= Humber the Hun =

Legendary figure

Humber the Hun was a legendary king of so-called "Huns" who, according to Geoffrey of Monmouth's pseudohistorical chronicle Historia Regum Britanniae, invaded the British Isles in about the 12th century BC from Scythia. His people successfully conquered Alba but he himself was drowned in the river named Humber after him during his campaign against Southern Britain. His descendants became the legendary kings of Pictland.

==Mediaeval literature==
According to Geoffrey, following the division of Britain amongst Locrinus, Kamber, and Albanactus, Humber invaded Albany (which then covered all the lands north of the Humber) and killed Albanactus in open battle. The remaining natives fled south where Locrinus allied with Kamber and defeated Humber near a river in which Humber was drowned. The river, which was thereafter known as the Humber, marked the southern border of the Kingdom of Northumbria and is one of the main rivers of England.

When Locrinus raided Humber's ships after his death, he found Humber's consort Estrildis, the daughter of the King of Germany there. Thus Humber's Huns were able to settle Britain with their Queen Estrildis eventually marrying Locrinus. The River Severn was named after her daughter Hafren.

== Post-mediaeval literature ==
The war between Humber and Locrinus was retold in many histories, poems and dramas. Dramatic works include the play Locrine (1591; published 1595 under the initials W.S.).

Poetry includes The Faerie Queene (1590) by Edmund Spenser; "An old Ballad of a Duke of Cornwall's Daughter", published in a 1726 collection of old ballads; and the introduction to the poem The revenge of Guendolen (circa 1786) by J.J. Proby.

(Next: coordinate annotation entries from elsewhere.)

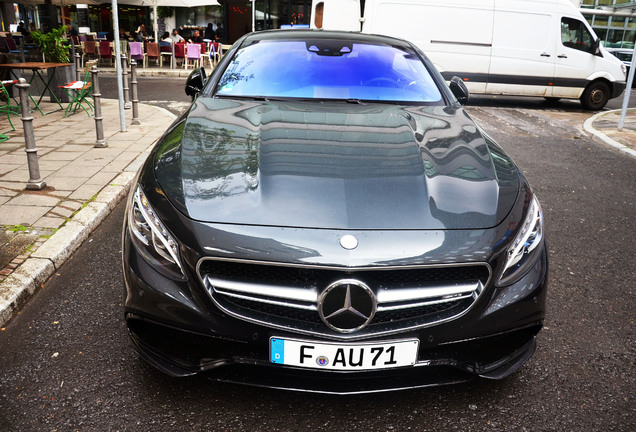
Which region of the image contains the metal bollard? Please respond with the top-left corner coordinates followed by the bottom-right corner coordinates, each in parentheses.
top-left (16, 78), bottom-right (46, 190)
top-left (91, 66), bottom-right (108, 148)
top-left (121, 54), bottom-right (130, 109)
top-left (130, 59), bottom-right (141, 125)
top-left (73, 53), bottom-right (84, 81)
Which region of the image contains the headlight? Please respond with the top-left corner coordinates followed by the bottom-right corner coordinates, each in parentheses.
top-left (497, 196), bottom-right (543, 286)
top-left (128, 187), bottom-right (184, 275)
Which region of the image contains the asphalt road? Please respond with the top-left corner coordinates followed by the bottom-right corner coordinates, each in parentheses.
top-left (0, 87), bottom-right (636, 432)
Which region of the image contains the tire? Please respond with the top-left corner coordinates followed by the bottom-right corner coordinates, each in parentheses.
top-left (581, 81), bottom-right (610, 111)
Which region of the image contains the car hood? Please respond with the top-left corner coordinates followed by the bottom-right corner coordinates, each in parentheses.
top-left (153, 97), bottom-right (520, 230)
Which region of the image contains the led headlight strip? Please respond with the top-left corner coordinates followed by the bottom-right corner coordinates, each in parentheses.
top-left (129, 186), bottom-right (183, 272)
top-left (500, 196), bottom-right (543, 282)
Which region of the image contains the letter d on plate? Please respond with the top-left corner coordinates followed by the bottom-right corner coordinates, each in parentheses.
top-left (269, 338), bottom-right (285, 364)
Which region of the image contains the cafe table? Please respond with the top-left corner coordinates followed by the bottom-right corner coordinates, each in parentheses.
top-left (0, 62), bottom-right (70, 115)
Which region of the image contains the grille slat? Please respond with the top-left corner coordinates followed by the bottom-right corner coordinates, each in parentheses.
top-left (198, 258), bottom-right (490, 339)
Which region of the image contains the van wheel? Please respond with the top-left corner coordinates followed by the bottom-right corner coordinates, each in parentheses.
top-left (581, 81), bottom-right (609, 110)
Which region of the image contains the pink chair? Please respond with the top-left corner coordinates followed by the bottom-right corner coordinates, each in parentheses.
top-left (174, 42), bottom-right (185, 67)
top-left (183, 44), bottom-right (201, 69)
top-left (99, 41), bottom-right (115, 63)
top-left (130, 42), bottom-right (146, 67)
top-left (210, 42), bottom-right (223, 67)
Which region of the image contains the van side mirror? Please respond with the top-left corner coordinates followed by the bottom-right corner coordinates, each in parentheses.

Historical accounts include the eighteenth century works The history of Great-Britain, from the first inhabitants thereof, 'till the death of Cadwalader, last king of the Britains; and of the Kings of Scotland to Eugenev (1701) by John Lewis; The naval history of Britain, from the earliest periods of which there are accounts in history, to the conclusion of the year M.DCC.LVI. (1756); and A new and complete history of England, from the first settlement of Brutus, upwards of one thousand years before Julius Cæsar, to the year 1793 (1791-1794) by Charles Alfred Ashburton.

==Interpretation==
A medieval studies scholar has pointed out that medieval maps of Britain represent a conception of a land divided by the rivers Humber and Severn into three realms. The river names, she suggests, are associated with legendary figures who attempt to transgress boundaries, in this case an invading king, who are destroyed by the water that defines the limits.

==In pop culture==
Modern Ulster Scots and other Scots Protestants are still referred to as Huns by Irish Catholics.